1. Navbar -- sticky, transparent-to-solid on scroll
2. Hero Section -- headline, subheadline, CTA, hero visual
3. Social Proof Bar -- logo strip
4. Features Section -- icon + title + description grid
5. How It Works -- numbered step timeline
6. Testimonials -- carousel or grid of quotes
7. Pricing -- tiered plan cards (optional)
8. Final CTA -- closing conversion banner
9. Footer -- links, social icons, copyright

### Code Requirements

- Use TypeScript with strict mode enabled for all components.
- Define prop interfaces for every component; avoid using `any`.

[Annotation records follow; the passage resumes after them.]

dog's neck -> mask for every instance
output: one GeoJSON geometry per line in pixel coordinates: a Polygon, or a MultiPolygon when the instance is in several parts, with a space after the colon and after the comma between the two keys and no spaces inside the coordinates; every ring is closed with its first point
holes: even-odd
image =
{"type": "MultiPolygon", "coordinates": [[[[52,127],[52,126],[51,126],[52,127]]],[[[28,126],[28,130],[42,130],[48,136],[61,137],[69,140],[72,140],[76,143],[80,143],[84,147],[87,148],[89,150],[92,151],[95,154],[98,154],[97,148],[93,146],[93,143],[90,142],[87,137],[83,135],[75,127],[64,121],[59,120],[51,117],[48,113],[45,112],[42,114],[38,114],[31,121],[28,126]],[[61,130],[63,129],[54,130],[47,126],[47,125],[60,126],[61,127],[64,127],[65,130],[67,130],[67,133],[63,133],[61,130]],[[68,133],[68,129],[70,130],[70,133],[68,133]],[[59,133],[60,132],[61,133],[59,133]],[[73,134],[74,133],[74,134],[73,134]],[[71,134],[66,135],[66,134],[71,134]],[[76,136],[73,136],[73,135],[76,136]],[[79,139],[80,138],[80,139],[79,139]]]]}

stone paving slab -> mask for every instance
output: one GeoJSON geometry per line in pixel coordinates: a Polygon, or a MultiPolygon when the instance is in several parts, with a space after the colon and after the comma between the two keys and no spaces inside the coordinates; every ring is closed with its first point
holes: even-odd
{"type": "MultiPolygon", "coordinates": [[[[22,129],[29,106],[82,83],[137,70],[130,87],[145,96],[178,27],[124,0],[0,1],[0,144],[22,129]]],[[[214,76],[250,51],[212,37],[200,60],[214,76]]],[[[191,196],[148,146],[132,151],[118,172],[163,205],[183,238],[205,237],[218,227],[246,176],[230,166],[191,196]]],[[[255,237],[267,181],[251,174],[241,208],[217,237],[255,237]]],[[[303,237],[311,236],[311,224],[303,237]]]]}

- Extract repeated values (colors, spacing tokens, section content) into a centralized constants or config file.
- Write each section as a self-contained component that receives its content via props or a data file, enabling easy content swaps.
- Include aria-labels on icon-only buttons and links, proper heading hierarchy (single H1, sequential H2/H3), and skip-navigation link.
- Keep individual component files under 150 lines; extract sub-components when complexity grows.
- Ensure zero ESLint warnings under a standard config (e.g., eslint-config-next or airbnb-typescript).
- Provide a sample data file (e.g., `landing-data.ts`) containing placeholder content for all sections so the page renders fully on first build.